The Rebels Strike Back–And Shoot Off Their Feet

There’s an interesting article in Wired about an attempt to stop RIAA and Company from seeing what P2Pers are stealing.

This program is simply a modified spam filter. It blocks IP addresses.

This might work very well against anybody who keeps probing or sending from a static IP address.

But who is going to be so stupid as to do that, especially after they’ve been put on notice that such a program exists?

If I were the RIAA and Company, I would love this program, and I’ll tell you why.

All I’d have to do is sign up for a number of accounts from the most popular ISPs.

If you have a broadband connection, in all likelihood, you don’t get a static IP address. You get a dynamic IP address. That means you get a different one every time you connect.

So if I want to poke around or send lots of IMs, I can do my poking around, and after I’m done, I just refresh my IP connection and get a new IP.

Let’s presume this software picks up on what I’ve done, and adds the address to the blocked list. Fine by me, I’m not there anymore. Not so fine for a P2Per who later gets the IP address I had been using to do my dirty work.

If I do it long enough and often enough, I can probably get most of the IP addresses the ISP has to offer blocked, so all those leeching munchkins will get blocked out by the providers.

Great! Let the thieves do my work for me!

Could this program be configured to block out ranges of IP numbers? Hell, that’s even better, saves me a whole lot of time and effort.

Dumb, dumb, dumb.

The article goes on to talk about P2P going to “collaborative reputation systems” where users get rated on their usefulness.

For instance, leeches could be blocked out. If I’m RIAA and Company, oh please, pretty please, do that. That kills 70% of my problem. I have no problem with providing uploads when I’m up, I’ll just provide legal uploads. What are they going to do about that, toss out anybody who doesn’t provide illegal ones?

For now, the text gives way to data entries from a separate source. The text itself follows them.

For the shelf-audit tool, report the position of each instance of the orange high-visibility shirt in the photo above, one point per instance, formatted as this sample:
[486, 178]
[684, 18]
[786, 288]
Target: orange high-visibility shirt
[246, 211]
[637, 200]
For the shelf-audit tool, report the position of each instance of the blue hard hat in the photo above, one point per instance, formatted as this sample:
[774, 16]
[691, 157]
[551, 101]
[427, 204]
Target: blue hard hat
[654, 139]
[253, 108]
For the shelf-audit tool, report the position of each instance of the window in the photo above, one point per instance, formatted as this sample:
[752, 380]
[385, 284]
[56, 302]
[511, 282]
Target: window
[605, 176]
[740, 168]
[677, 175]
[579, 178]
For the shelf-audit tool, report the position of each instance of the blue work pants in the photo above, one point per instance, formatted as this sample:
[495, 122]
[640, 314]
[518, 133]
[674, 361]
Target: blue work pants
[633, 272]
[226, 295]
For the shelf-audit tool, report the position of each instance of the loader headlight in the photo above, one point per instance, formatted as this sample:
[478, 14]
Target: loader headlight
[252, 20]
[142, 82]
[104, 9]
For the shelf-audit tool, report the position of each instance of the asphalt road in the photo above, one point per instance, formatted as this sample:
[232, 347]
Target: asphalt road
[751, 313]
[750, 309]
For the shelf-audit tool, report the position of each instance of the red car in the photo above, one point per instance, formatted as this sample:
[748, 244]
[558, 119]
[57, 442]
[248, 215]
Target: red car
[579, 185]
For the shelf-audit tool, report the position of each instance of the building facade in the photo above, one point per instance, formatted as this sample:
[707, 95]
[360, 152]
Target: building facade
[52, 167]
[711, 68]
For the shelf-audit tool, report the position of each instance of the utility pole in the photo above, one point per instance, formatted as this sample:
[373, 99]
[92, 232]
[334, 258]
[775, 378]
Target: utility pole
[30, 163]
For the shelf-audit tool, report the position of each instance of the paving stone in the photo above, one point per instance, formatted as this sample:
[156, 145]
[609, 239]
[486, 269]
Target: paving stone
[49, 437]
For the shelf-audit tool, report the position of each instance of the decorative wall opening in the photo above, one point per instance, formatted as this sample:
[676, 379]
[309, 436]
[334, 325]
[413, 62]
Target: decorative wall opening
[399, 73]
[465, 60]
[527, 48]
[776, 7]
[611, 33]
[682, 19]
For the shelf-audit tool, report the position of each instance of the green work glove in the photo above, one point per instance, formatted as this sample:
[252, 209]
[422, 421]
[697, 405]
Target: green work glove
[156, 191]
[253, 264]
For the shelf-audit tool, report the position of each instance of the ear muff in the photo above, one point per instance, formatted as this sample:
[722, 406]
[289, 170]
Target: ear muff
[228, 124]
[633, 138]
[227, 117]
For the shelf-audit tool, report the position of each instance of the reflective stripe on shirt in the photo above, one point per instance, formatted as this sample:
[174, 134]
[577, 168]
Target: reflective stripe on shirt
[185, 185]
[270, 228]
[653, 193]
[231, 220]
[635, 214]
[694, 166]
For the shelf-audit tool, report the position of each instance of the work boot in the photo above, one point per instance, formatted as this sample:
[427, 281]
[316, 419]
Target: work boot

It might temper my IMing, but that’s hardly necessary. I don’t need to send a ton of IMs to get the evidence I need. For that matter, I don’t need to download a lot of files, either, just a list and a few representative examples.

I could have some fun with it, though. Remember, I have a lot of machines available, I can just grab a few files each from a number of machines.

So maybe I grab a hundred files from twenty machines, five each. What’s the software going to reduce, reduce the number of allowable downloads per site to four or less? Then I can go to three, two, and finally one.

More critically, collaborative reputation systems need a tracking system. Those P2Ping will have to lose at least some degree of anonymity for such a system to work. P2Pers aren’t going to like that.

Secondly, tracking information needs to be stored someplace. If it happens to be on your machine, that ought to be good for copyright infringement charges based on somebody else’s downloading.


So if I’m RIAA and Company, bring it on!!

P.S. This is just stuff off the top of my head. Imagine what people paid to think about this eight hours a day might come up with.

Seriously, Folks

You cannot run an anonymous P2P public network that can keep the RIAA and Company out. On the Internet, no one knows you’re RIAA. All that can be done is to make them change their tactics a little, and as the article shows, the cure can often be worse than the disease.

The Wired article quotes a peer-to-peer developer:

“Top-level users want this application to keep out connections from outside sources, particularly after the recent judgment that decentralized systems are legal,” said Jorge Gonzalez, founder of Zeropaid, a peer-to-peer developer site. “Users now have to think about defending themselves against attacks from companies coming after users.”

Can P2P networks be constructed that are much less vulnerable to RIAA and Company intrusion? Sure, but the only way to do that is to turn them into private, nonanonymous networks. (Of course they have to be at least somewhat nonanonymous, how else would you know whether you could trust somebody or not?)

This will make the private participants more secure, but at the cost of blocking most people out. Battening down the hatches achieves RIAA and Company’s purposes as well or better than anything they can do.